Functional snack food
2002
Onanong Naivikul(Kasetsart University. Bangkhen Campus, Bangkok (Thailand). Faculty of Agro-Industry. Department of Food Science Technology) | Pracha Boonyasirikool(Kasetsart University, Bangkok (Thailand). Institute of Food Research and Product Development) | Duangchan Hengsawadi(Kasetsart University, Bangkok (Thailand). Institute of Food Research and Product Development) | Kamolwan Jangchud(Kasetsart University. Bangkhen Campus, Bangkok (Thailand). Faculty of Agro-Industry. Department of Product Development) | Thongchai Suwansichon(Kasetsart University. Bangkhen Campus, Bangkok (Thailand). Faculty of Agro-Industry. Department of Product Development) | Anocha Suksomboon(Kasetsart University. Bangkhen Campus, Bangkok (Thailand). Faculty of Agro-Industry. Department of Food Science Technology)
Direct-expanded functional snack food could be produced using a formula being composed of 70 percent corn grit, 10.5 percent soy protein isolate, 4 percent full-fat soy flour, 10 percent inactivated full-fat rice bran, seasoning with barbecue flavor, as well as vitamins and iodine added to be accepted by the consumer test (120 persons) at the 7-point level of medium-like (9-point hedonic scale).
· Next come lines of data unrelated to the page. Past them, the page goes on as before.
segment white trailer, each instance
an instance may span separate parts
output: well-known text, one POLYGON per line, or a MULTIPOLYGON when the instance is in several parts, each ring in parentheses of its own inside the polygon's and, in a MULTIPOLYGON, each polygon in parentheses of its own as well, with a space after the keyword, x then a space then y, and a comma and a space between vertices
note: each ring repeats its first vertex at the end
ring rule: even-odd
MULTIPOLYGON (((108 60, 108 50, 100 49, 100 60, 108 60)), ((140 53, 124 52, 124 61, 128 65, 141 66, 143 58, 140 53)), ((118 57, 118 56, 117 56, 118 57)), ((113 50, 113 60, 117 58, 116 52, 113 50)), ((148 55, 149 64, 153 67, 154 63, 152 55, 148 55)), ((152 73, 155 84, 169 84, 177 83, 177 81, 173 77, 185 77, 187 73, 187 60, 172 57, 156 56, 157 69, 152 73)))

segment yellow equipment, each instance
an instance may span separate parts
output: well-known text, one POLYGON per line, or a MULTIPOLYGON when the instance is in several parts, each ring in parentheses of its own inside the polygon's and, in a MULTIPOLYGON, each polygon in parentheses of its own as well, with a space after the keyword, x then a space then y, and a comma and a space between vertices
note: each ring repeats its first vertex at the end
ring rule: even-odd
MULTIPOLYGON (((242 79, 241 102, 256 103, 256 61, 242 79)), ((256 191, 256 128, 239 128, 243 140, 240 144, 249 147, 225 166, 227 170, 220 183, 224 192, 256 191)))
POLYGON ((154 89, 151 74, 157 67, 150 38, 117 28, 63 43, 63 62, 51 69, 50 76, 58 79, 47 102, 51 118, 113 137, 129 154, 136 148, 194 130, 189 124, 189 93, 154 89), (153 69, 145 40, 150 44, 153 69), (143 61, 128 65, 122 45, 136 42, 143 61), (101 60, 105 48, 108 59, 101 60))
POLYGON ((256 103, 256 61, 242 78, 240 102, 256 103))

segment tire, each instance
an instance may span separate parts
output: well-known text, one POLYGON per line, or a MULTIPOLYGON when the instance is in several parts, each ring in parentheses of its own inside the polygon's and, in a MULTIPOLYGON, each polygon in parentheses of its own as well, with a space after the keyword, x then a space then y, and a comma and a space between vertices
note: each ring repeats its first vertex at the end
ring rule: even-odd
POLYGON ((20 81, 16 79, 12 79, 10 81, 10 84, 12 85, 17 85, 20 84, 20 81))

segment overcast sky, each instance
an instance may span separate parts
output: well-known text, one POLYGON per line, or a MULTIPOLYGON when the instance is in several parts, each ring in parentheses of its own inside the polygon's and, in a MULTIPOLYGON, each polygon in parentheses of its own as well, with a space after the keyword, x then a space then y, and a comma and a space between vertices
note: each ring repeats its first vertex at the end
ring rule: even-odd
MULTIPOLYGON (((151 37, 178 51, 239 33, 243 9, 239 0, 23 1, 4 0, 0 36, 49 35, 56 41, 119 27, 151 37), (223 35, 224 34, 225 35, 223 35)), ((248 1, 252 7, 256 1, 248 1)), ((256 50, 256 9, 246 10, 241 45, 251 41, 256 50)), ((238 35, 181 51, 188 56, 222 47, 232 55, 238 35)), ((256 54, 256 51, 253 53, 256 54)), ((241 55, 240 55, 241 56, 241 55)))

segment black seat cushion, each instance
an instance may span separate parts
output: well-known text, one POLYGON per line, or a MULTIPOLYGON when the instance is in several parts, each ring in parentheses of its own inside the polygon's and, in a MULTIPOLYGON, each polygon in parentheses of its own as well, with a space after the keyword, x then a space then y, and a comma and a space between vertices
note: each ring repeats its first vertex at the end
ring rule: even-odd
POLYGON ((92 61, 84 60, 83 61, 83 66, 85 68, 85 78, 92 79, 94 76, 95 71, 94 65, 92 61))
The products showed 2.88 expansion ratio, 0.16 g/cubic cm density, 73.96 newton hardness and 1.23 crispiness (Df). The chemical compositions showed that the barbecue flavor functional snack food contained 15.78 percent protein, 14.07 percent fat, 4.49 percent ash, 2.02 percent crude fiber and 5.86 percent dietary fiber. The nutritive values of this product calculated at 30 g/serving as Recommended Daily Intake (RDI) were 9.46 percent protein, 7.03 percent dietary fiber, 278.67 percent vitamin B1, 188.82 percent vitamin B2 and 31.4 percent iodine. The shelf-life stability was determined by packing the products in 2 types of packaging: thin and thick metalized polyethylene terephthalate (metalized PET), then stored at varied temperature (35 deg C and 55 deg C) for 8 weeks. The results showed that the high temperature (55 deg C) caused the physical properties, texture and taste-panel acceptance change more than the other. Thin metalized PET was the most suitable packaging to keep products within 8 weeks at 35 deg C. Moisture content (3.72 to 4.87 percent) and aw (0.25 to 0.32) were slightly increased. Thiobarbituric acid increased (0.20 to 3.24 mg/1000g). Hardness was not significantly different (P GT 0.05) (84.52 to 90.65 newton), whereas Df slightly decreased (1.24 to 1.13). The chemical compositions of 8-week snack stored at 35 deg C as dry basis showed no significantly different values for protein (16.06 percent) and crude fiber (1.51 percent) from the control samples but had some different values for fat (9.81 percent), ash (4.11 percent) carbohydrate (68.51 percent) and dietary fiber (8.35 percent). The taste panel accepted the product similar to normal in the range of acceptance (score 8-9).